Starring: Logan Marshall-Green (Grey Trace), Melanie Vallejo (Asha Trace), Steve Danielsen (Jeff Handley), Abby Craden (Kara), Harrison Gilbertson (Eron Keen), Benedict Hardie (Fisk), Richard Cawthorne (Serk), Christopher Kirby (Tolan), Richard Anastasios (Wen), Linda Cropper (Pamela), Betty Gabriel (Detective Cortez), Emily Havea (Nurse Henderson), Ming-Zhu Hii (Dr. Diana Gordon), Simon Maiden (Stem), Sachin Joab (Dr. Bhatia), Clayton Jacobson (Manny)
Perhaps there is a truly great science fiction movie lurking inside the premise of Leigh Whannell’s Upgrade – but if there is, Whannell doesn’t seem too interested in exploring it. Rather, he uses his rather ingenious premise as a jumping off point to make a gory, B-grade revenge film, and while no one could mistake it for high art, if taken in the spirit intended, than it’s still a lot of fun to watch the film, as it gets increasingly insane, and increasingly bloody. We probably shouldn’t expect Whannell – writer of the original Saw, and co-writer of the Insidious series, to get bogged down in big ideas – and perhaps we don’t want him to either. He knows precisely what he wants Upgrade to be – and if that isn’t overly ambitious, well, it also doesn’t suffer from delusions of grandeur either.
In the near future, machine control almost our entire lives (sounds like the present to me, but I digress). Technophobe Grey (Logan Marshall-Green) prefers to work with his hands though – on stuff like old cars, that don’t have all that techno-crap. One of his clients is Eron (Harrison Gilbertson), the head of the biggest tech company in the world though, so when Grey and his wife are attacked by a group of people with guns implanted into their bodies, leaving his wife dead, and Grey a quadriplegic, Eron reaches out to him. His newest technology – called Stem – can be implants in Grey – and allow him to walk again. Of course, he’ll have to keep it a secret – you cannot just implant this type of stuff in people without years of testing (apparently these people didn’t see Kirby Dick’s The Bleeding Edge). Once Stem is inside Grey, it does indeed give him the ability to move again – and lots of other things as well. Grey and Stem become an unstoppable killing machine – and you know who Grey is going after.

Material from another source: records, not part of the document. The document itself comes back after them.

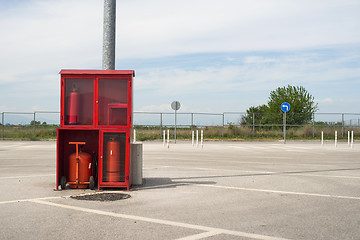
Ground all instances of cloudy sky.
[0,0,360,113]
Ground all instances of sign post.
[281,102,290,144]
[171,101,180,143]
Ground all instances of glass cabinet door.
[64,78,94,125]
[98,79,128,126]
[102,133,126,183]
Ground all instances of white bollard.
[191,131,194,146]
[335,131,337,147]
[196,130,199,147]
[167,129,170,148]
[163,130,166,147]
[200,130,204,148]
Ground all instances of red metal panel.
[59,69,135,77]
[98,129,130,189]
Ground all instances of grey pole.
[283,112,286,144]
[103,0,116,70]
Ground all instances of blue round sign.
[281,102,290,112]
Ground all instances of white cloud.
[0,0,360,111]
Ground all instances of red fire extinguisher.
[68,86,80,125]
[105,139,120,182]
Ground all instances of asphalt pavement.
[0,141,360,240]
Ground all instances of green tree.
[243,85,318,125]
[241,104,268,125]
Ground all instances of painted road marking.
[29,199,292,240]
[200,184,360,200]
[0,173,55,179]
[150,166,360,179]
[177,231,222,240]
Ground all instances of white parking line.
[29,199,285,240]
[0,173,55,179]
[177,231,222,240]
[150,166,360,179]
[200,184,360,200]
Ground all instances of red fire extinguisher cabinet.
[56,70,135,189]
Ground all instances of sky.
[0,0,360,117]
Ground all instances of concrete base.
[130,142,143,185]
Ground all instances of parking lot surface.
[0,141,360,240]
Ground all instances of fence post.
[283,112,286,144]
[160,113,162,138]
[1,112,5,139]
[253,113,255,136]
[191,113,194,131]
[34,112,36,134]
[313,113,315,138]
[222,113,225,137]
[341,113,345,137]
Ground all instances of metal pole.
[1,112,5,139]
[103,0,116,70]
[222,113,225,137]
[34,112,36,134]
[160,113,162,138]
[163,130,166,147]
[341,114,345,137]
[191,113,194,130]
[313,113,315,138]
[283,112,286,144]
[335,131,337,147]
[253,113,255,136]
[175,110,177,144]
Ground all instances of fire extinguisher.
[68,85,80,125]
[106,139,120,182]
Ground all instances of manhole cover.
[71,193,130,202]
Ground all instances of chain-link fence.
[1,111,360,139]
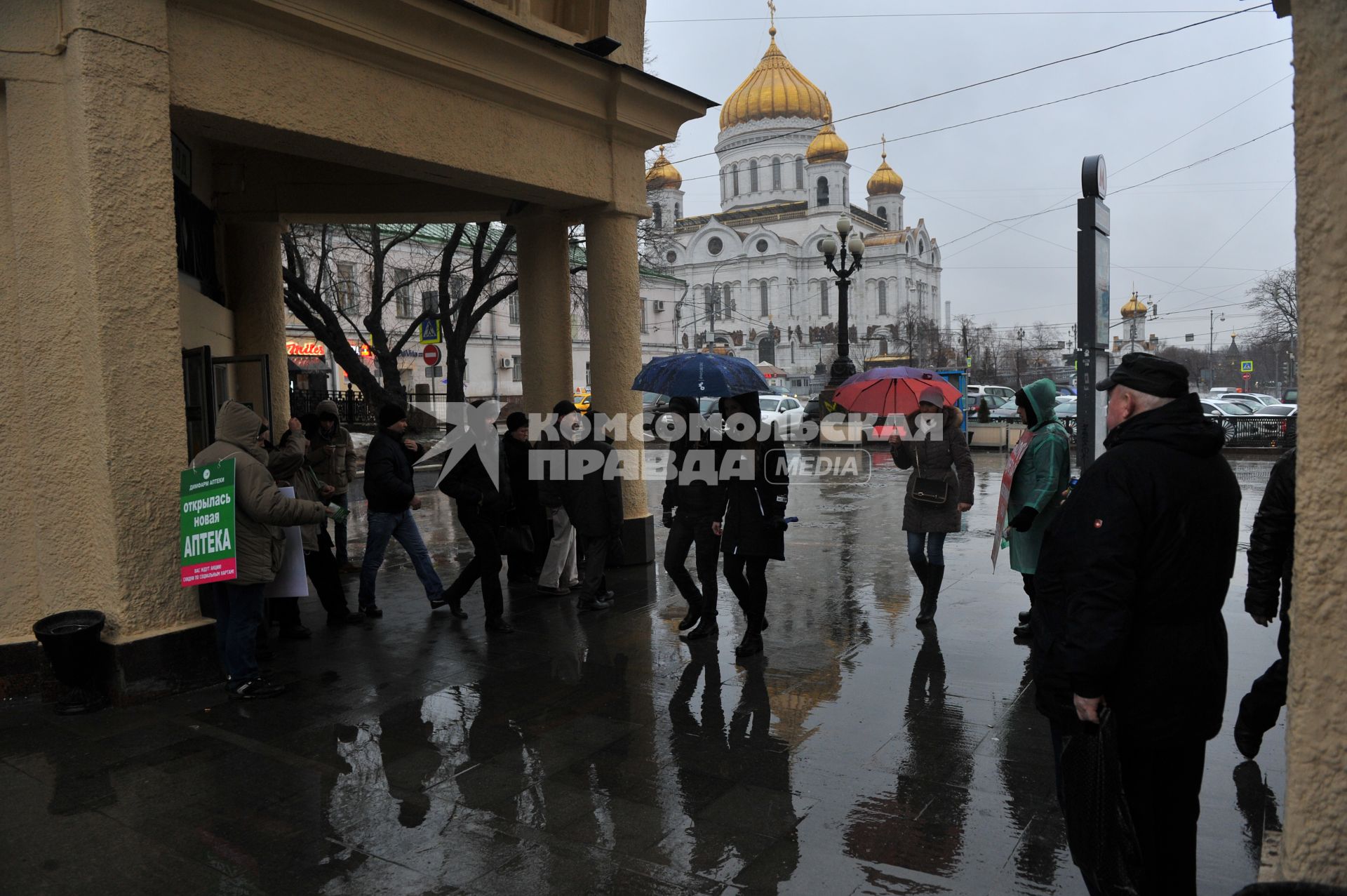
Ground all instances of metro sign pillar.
[1076,155,1110,473]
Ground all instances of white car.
[758,395,804,439]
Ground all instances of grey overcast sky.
[647,0,1296,347]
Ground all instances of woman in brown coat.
[889,387,972,625]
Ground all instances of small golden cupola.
[1122,293,1151,318]
[865,138,902,195]
[804,114,849,164]
[645,147,683,190]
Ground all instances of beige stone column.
[0,0,201,646]
[1281,0,1347,885]
[512,209,575,414]
[221,221,290,428]
[584,211,653,562]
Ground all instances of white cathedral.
[645,25,949,385]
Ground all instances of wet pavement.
[0,454,1285,895]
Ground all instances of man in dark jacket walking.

But Stem also keeps learning, and becomes increasingly powerful to boot.
Upgrade is schlock. There is no way around it – the film is pure b-movie madness in which the first killing that Grey and Stem do nearly takes off someone’s head in a splatter of blood – and is downright tame compared to the rest of the film. Whannell could, undeniably, have made a film that explores man’s relationship with machines, the dangers of technology and playing God, etc. – but he isn’t interested in that. He wants to kill people in increasingly cool, increasingly bloody ways. Mission accomplished.
The movie works basically because everyone knows precisely what kind of movie they are in, and what is required of them. Marshall-Green is fine as the everyman (even if, every time I see him, I cannot help but think of him as the poor man’s Tom Hardy) – and the rest of the cast, from Gilbertson as techno-nerd who invention gets away from him, to Benedict Hardie as Fisk, leader of the tech gang who killed Grey’s wife, play their roles to the hilt as well. Whannell doesn’t dwell too long on how any of this is supposed to work – preferring instead to get to the killings, and not let up.
Up until now, Whannell’s career behind the camera (he’s an actor too), has mainly been tied to director James Wan – who directed Saw and Dead Silence and Insidious, all written by Whannell. This is his second film as director – after Insidious: Chapter III – and it’s good see him out of Wan’s shadow for once (there is, for sharp eyed viewers, a reference to Wan in the film). Wan has established himself as one of the premiere directors of horror working in America today – mainly with The Conjuring, its sequel and Insidious. He has now moved onto blockbuster – with the Furious Seven and the upcoming Aquaman, and we’re all the poorer for it. Whannell though doesn’t seem so quick to leave the bloody world of horror and B-movies behind him. While he isn’t the director Wan is – Upgrade is a significant improvement over his last film, and makes me curious as to what he’ll do next. This is small budget, genre filmmaking done right.